Cluster Certificate Renewal

A typical OpenShift (or Kubernetes) cluster uses certificate-based encryption, authentication and autorization in a lot of places. This document aims to explain how those certificates can be renewed, replaced or rotated.

All cluster-managed certificates are monitored (see Cluster-wide certificate expiry check in monitoring.)

On-cluster components

For most components that are deployed on the cluster (Router, Registry, Metrics, Logging) and have a public Route, certificates are provided via Let’s Encrypt. If not, the route certificate can be configured via openshift-ansible.

The certificates themselves are usually provisioned to the Ansible Master host using the profile_certificates Puppet module. Add it to the Ansible Master’s Hieradata:

infra.yaml
...
certificates:
  wildcard.example.com:
    type: trusted
    privatekey: |
      -----BEGIN RSA PRIVATE KEY-----
      ...
      -----END RSA PRIVATE KEY-----
    certificate: |
      -----BEGIN CERTIFICATE-----
      ...
      -----END CERTIFICATE-----
    chain: |
      -----BEGIN CERTIFICATE-----
      ...
      -----END CERTIFICATE-----
...

After you replaced the certificate and ran Puppet on the Ansible Master system, run the appropriate playbooks to apply the new certificate.

Most components also have a redeploy-certificates Playbook in openshift-ansible. Those Playbooks however can only replace certificates created by openshift-ansible, meaning that custom certificates will not get replaced when running the playbook! Instead the Playbook documented below must be used.
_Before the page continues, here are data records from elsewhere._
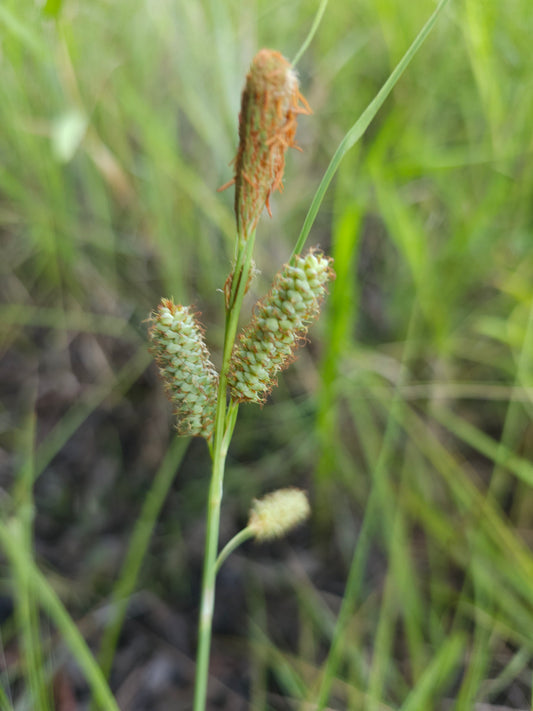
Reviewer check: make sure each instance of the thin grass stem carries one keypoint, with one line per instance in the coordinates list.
(360, 126)
(314, 27)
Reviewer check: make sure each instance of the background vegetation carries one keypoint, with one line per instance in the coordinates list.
(409, 417)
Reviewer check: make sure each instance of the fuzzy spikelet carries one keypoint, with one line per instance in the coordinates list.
(190, 379)
(270, 105)
(277, 513)
(278, 327)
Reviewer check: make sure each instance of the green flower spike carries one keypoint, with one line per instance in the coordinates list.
(277, 513)
(278, 327)
(190, 379)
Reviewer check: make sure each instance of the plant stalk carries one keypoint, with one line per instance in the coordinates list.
(226, 416)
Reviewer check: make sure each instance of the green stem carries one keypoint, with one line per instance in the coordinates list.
(360, 126)
(224, 423)
(232, 544)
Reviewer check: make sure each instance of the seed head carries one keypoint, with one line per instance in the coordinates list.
(189, 377)
(279, 325)
(277, 513)
(270, 106)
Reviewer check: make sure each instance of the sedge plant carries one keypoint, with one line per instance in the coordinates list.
(205, 401)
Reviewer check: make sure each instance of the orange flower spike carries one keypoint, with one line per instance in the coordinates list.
(271, 102)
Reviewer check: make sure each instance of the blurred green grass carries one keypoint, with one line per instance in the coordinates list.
(410, 417)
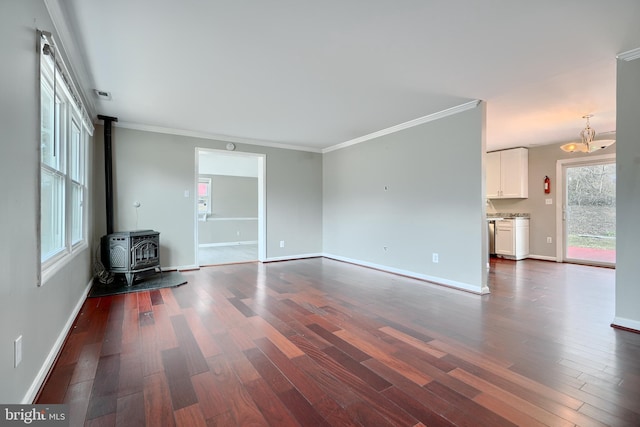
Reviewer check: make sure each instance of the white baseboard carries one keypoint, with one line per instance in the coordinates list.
(432, 279)
(543, 257)
(292, 257)
(55, 350)
(626, 323)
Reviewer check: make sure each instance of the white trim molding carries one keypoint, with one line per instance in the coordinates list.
(292, 257)
(629, 55)
(67, 40)
(626, 323)
(542, 257)
(32, 392)
(221, 244)
(213, 136)
(432, 280)
(406, 125)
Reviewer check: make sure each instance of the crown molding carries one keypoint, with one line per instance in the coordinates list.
(66, 40)
(629, 55)
(406, 125)
(211, 136)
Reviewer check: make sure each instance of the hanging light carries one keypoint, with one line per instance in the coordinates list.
(588, 143)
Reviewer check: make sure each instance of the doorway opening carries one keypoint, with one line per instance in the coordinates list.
(588, 217)
(230, 207)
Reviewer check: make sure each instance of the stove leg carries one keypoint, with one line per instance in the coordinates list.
(129, 277)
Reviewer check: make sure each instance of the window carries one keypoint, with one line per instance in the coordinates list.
(63, 155)
(204, 197)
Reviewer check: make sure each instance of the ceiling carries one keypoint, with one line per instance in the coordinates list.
(316, 74)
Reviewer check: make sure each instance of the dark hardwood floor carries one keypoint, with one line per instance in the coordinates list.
(320, 342)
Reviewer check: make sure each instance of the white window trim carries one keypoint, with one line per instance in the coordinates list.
(74, 111)
(204, 216)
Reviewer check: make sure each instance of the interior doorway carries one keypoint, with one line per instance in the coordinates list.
(230, 207)
(589, 210)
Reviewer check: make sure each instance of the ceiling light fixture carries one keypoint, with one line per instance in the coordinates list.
(588, 143)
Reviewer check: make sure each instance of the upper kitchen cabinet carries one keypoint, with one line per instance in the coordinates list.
(508, 174)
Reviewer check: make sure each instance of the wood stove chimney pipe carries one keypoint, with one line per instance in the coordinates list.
(108, 169)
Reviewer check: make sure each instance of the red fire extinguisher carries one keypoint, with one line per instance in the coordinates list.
(547, 185)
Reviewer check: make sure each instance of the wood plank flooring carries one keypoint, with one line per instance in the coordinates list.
(318, 342)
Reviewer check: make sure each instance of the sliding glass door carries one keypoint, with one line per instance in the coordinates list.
(590, 212)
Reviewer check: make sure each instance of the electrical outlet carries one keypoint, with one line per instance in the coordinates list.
(17, 351)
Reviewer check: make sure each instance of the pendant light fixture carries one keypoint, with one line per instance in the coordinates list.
(588, 143)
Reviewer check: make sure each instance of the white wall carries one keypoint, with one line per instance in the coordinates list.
(628, 195)
(433, 202)
(156, 169)
(39, 314)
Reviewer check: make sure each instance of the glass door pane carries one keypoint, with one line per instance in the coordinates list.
(590, 216)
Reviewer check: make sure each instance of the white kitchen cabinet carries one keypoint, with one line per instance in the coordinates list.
(512, 238)
(508, 174)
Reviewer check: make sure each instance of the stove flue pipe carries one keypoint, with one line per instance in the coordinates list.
(108, 169)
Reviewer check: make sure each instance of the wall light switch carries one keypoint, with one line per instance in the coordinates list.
(17, 351)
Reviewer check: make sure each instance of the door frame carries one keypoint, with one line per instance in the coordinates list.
(262, 189)
(560, 192)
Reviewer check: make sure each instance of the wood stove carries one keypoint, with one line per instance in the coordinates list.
(131, 252)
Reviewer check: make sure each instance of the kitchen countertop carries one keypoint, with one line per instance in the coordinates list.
(503, 215)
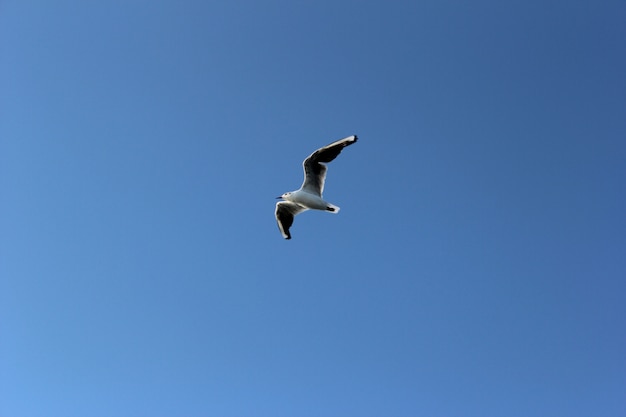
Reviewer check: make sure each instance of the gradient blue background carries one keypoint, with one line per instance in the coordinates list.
(477, 267)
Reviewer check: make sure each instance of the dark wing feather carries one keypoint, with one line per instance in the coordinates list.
(285, 212)
(314, 168)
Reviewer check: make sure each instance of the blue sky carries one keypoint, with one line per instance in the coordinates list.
(477, 267)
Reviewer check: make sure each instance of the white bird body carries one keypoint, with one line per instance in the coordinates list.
(309, 200)
(309, 196)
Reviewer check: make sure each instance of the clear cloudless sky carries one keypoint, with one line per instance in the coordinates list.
(477, 267)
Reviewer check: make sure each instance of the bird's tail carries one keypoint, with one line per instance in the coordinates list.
(332, 208)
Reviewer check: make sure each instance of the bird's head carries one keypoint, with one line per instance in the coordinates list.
(284, 196)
Default Router certificate

Configured via openshift_hosted_router_certificate.

Rollout:

ansible-playbook /usr/share/openshift-ansible/playbooks/openshift-hosted/redeploy-router-certificates.yml
ansible-playbook /usr/share/mungg/playbooks/postconfig.yml --tags objects

If you do not configure openshift_hosted_router_certificate, openshift-ansible will generate a wildcard certificatethat matches openshift_master_default_subdomain and is signed by the OpenShift internal CA.

Registry

The ROUTE certificate (for access from outside of the cluster) is onfigured via openshift_hosted_registry_routecertificates.

Rollout:

ansible-playbook /usr/share/openshift-ansible/playbooks/openshift-hosted/deploy_registry.yml
ansible-playbook /usr/share/mungg/playbooks/postconfig.yml --tags objects

The INTERNAL certificate (for cluster-internal communication) is generated automatically from the cluster-internal CA.

To Renew:

ansible-playbook /usr/share/openshift-ansible/playbooks/openshift-hosted/redeploy-registry-certificates.yml
ansible-playbook /usr/share/mungg/playbooks/postconfig.yml --tags objects

Logging

Configured via openshift_logging_kibana_{cert,key,ca}.

Rollout:

ansible-playbook /usr/share/openshift-ansible/playbooks/openshift-logging/config.yml
ansible-playbook /usr/share/mungg/playbooks/postconfig.yml --tags logging,objects

Metrics

Configured via openshift_metrics_hawkular_{cert,key,ca}.

Rollout:

ansible-playbook /usr/share/openshift-ansible/playbooks/openshift-metrics/config.yml
ansible-playbook /usr/share/mungg/playbooks/postconfig.yml --tags objects

Kubelet certificate

By default, node certificates are valid for one year. OpenShift Container Platform automatically rotates node certificates when they get close to expiring. If automatic approval isn’t configured, you must manually approve the certificate signing requests (CSRs).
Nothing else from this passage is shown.